Karena pasar yang dinamis. Kita bisa lihat geliat konsumen di middle income level. Hal ini akhirnya membuat para artisan percaya bahwa karya mereka bisa dihargai. Selain itu, mungkin juga karena term food artisan ini baru saja ngetren di Indonesia, dulu mungkin sudah banyak juga, namun tidak terekspos karena tidak ada media sosial, jadi tidak diberi label food artisan, tapi “tukang masak” saja. Karena konsep tentang artisan sendiri kan tentang makanan yang diproduksi dengan metode non-industri, dan terkadang diturunkan dari generasi ke generasi. Sebagaimana kita lihat pembuat bakpia pathok, tempe mendoan, tahu sumedang, dan makanan “oleh-oleh” lainnya, apakah mereka juga food artisan, atau pengrajin, atau sekedar tukang masak?

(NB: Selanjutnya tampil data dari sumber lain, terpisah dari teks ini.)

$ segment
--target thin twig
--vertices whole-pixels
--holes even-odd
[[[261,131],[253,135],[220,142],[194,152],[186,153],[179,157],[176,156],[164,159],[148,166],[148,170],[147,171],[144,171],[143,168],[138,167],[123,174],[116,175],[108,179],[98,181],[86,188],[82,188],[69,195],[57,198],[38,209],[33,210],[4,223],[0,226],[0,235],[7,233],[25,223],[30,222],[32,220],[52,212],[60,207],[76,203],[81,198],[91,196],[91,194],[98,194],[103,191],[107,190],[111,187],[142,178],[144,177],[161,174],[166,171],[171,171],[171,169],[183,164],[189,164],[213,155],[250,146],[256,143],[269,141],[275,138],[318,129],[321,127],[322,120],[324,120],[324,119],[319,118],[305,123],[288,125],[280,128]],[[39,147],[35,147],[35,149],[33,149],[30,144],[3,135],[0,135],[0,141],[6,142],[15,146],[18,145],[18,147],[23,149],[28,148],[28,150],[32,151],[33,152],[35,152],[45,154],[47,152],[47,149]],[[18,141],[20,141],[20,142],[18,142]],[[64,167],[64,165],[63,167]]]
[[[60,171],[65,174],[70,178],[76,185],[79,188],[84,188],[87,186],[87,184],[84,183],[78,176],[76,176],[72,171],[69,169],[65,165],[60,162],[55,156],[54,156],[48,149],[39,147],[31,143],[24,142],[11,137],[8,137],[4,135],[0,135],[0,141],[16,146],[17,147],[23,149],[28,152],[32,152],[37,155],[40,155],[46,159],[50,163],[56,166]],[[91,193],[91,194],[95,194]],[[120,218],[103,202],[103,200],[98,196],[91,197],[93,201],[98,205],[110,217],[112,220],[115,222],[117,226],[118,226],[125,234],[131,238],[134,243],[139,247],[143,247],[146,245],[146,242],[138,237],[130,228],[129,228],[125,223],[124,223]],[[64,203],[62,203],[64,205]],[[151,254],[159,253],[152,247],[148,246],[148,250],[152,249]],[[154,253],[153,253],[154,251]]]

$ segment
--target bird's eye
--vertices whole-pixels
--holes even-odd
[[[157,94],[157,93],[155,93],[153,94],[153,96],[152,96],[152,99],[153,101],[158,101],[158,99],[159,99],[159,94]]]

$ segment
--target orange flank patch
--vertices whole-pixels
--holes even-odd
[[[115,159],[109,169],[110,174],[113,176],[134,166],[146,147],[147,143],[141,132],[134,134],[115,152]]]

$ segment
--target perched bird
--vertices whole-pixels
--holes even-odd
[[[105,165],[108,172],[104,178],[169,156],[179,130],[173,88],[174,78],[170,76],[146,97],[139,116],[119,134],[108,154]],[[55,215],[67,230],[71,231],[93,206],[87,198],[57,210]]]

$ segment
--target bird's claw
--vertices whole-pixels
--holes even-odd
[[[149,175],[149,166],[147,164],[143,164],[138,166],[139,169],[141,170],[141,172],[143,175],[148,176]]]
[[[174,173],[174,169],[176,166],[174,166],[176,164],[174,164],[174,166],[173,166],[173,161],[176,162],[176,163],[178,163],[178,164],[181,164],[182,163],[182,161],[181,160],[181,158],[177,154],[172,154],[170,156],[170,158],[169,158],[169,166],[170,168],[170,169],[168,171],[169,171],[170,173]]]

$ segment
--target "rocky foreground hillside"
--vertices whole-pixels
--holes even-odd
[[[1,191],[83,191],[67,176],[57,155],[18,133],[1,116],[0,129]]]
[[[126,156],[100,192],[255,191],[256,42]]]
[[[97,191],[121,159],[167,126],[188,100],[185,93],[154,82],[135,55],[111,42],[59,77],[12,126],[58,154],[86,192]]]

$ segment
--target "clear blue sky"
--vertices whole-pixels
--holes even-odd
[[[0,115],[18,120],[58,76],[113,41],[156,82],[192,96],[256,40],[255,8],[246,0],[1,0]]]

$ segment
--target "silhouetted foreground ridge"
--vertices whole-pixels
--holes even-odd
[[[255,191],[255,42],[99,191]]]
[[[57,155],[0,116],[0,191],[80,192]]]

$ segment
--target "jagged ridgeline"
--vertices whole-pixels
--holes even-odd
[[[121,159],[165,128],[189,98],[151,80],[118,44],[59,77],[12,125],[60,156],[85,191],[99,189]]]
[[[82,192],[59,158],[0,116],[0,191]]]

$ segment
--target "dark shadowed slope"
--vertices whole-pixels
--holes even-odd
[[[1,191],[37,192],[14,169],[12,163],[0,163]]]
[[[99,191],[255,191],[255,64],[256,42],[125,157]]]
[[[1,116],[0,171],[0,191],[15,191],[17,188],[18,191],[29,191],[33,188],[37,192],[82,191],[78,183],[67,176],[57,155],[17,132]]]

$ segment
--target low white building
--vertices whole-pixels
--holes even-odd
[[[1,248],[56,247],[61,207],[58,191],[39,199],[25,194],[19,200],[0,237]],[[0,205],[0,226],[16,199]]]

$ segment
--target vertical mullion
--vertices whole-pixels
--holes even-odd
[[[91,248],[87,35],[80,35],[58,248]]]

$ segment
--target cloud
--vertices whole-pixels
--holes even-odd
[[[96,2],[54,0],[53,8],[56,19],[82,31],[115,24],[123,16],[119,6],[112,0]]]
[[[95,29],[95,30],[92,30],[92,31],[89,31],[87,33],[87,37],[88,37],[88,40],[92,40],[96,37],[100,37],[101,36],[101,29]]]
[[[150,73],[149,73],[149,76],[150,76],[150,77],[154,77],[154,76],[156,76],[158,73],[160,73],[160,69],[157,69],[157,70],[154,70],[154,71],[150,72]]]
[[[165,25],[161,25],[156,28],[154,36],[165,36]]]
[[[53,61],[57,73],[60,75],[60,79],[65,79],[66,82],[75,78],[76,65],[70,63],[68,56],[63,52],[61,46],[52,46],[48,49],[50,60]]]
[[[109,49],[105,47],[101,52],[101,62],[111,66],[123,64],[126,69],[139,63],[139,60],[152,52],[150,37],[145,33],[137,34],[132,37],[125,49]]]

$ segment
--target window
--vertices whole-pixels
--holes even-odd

8. Apa saja rencana-rencana Parti Gastronomi ke depannya?
Jujur saja pandemi membuat kami tidak ingin memprediski terlalu jauh, hehe. Namun kerangka umumnya kami masih ingin lebih giat menulis mengenai budaya fermentasi di Indonesia, pameran gastronomi di beberapa kota, ber-telusurasa kembali ke beberapa daerah, dan bersilahturahmi dengan lebih banyak tokoh-tokoh kuliner di Indonesia.